Amministratori, impresari edili e agenti immobiliari. Assorbiti da queste incombenze spesso trascurano i compiti pastorali ed episcopali. La crisi dell'Occidente cristiano secondo Enzo Bianchi. E dopo la Messa acquatica quella in bicicletta

Uno dei vescovi piemontesi di origine lombarda – insieme a Giulio Franco Brambilla di Novara ed Egidio Miragoli di Mondovì – è monsignor Luigi Testore di Acqui. Classe 1952, ordinato nel 1977, fu segretario particolare del cardinale Carlo Maria Martini dal 1980 al 1986 per poi assumere una serie impressionante di incarichi nell’amministrazione della diocesi ambrosiana e la presidenza di vari prestigiosi enti milanesi, nonché far parte di diversi consigli e commissioni. La sua reputazione di esperto amministratore lo fece diventare coadiuvante di un altro importante prelato meneghino, monsignor Carlo Roberto Maria Redaelli, oggi arcivescovo di Gorizia, nell’incarico di sistemare le dissestate finanze della diocesi di Acqui, guidata allora dal vescovo monsignor Pier Giorgio Micchiardi. Il buon lavoro svolto nella città delle terme fece sì che, nel 2018, papa Francesco nominasse Testori quale successore dell’antico ausiliare del cardinale Giovanni Saldarini. Ad Acqui egli ha completato l’opera e si può dire che la diocesi sia stata economicamente risanata e così, nel 2020, la Cei lo fece assurgere all’importantissimo ruolo di presidente dell’Istituto centrale per il sostentamento del clero, l’ente che ha il compito di erogare le risorse necessarie a consentire l’integrazione delle remunerazioni dei preti. Oggi la diocesi di Acqui ha un clero anziano e che dà segni di manifesta stanchezza, ma soprattutto ha un solo seminarista e quindi se la cura sui conti è stata efficace, la prognosi sul paziente è infausta.
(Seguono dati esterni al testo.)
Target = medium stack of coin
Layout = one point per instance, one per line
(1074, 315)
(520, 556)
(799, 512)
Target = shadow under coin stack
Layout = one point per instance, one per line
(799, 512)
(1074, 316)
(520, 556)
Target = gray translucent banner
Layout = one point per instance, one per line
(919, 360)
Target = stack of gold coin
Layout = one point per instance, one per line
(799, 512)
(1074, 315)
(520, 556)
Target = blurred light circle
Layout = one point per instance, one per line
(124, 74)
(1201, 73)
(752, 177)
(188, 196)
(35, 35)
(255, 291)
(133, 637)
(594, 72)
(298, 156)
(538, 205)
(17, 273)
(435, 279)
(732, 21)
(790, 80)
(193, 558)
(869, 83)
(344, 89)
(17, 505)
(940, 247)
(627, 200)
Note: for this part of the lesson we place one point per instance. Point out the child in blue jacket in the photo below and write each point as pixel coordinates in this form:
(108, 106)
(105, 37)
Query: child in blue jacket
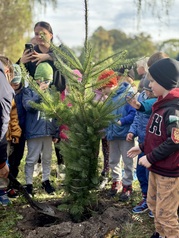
(39, 131)
(116, 135)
Stessa situazione dal punto di vista vocazionale si riscontra ad Asti, diocesi guidata dal primo “boariniano” doc elevato all’episcopato e che ha portato con sé in episcopio le suore della venerata madre Anna Bissi. Si tratta del torinese Marco Prastaro, classe 1962, ordinato nel 1988 il quale, dopo un’esperienza pastorale in Kenia, divenne vicario episcopale per la città di Torino. Anche ad Asti vi è un solo aspirante al sacerdozio.

A Cuneo le cose non vanno meglio, con l’aggravante che ogni tanto qualche prete – gravato dagli impegni pastorali e oppresso dal disagio esistenziale – comunica improvvisamente al buon vescovo – gettandolo nello sconforto – la volontà di lasciare il ministero, oppure chiedere un anno sabbatico di riflessione, sempre preludio dell’abbandono. Anche in questo caso, l’opera di monsignor Piero Delbosco, noto già a Torino per la sua sagacia di impresario edile e che a Cuneo si è occupato con intelligenza della razionalizzazione degli immobili diocesani, disegna un futuro fosco. Insomma, per questi vescovi, la definizione – mutuata dai confratelli d’Oltralpe – di «curatori fallimentari», appare quanto mai calzante.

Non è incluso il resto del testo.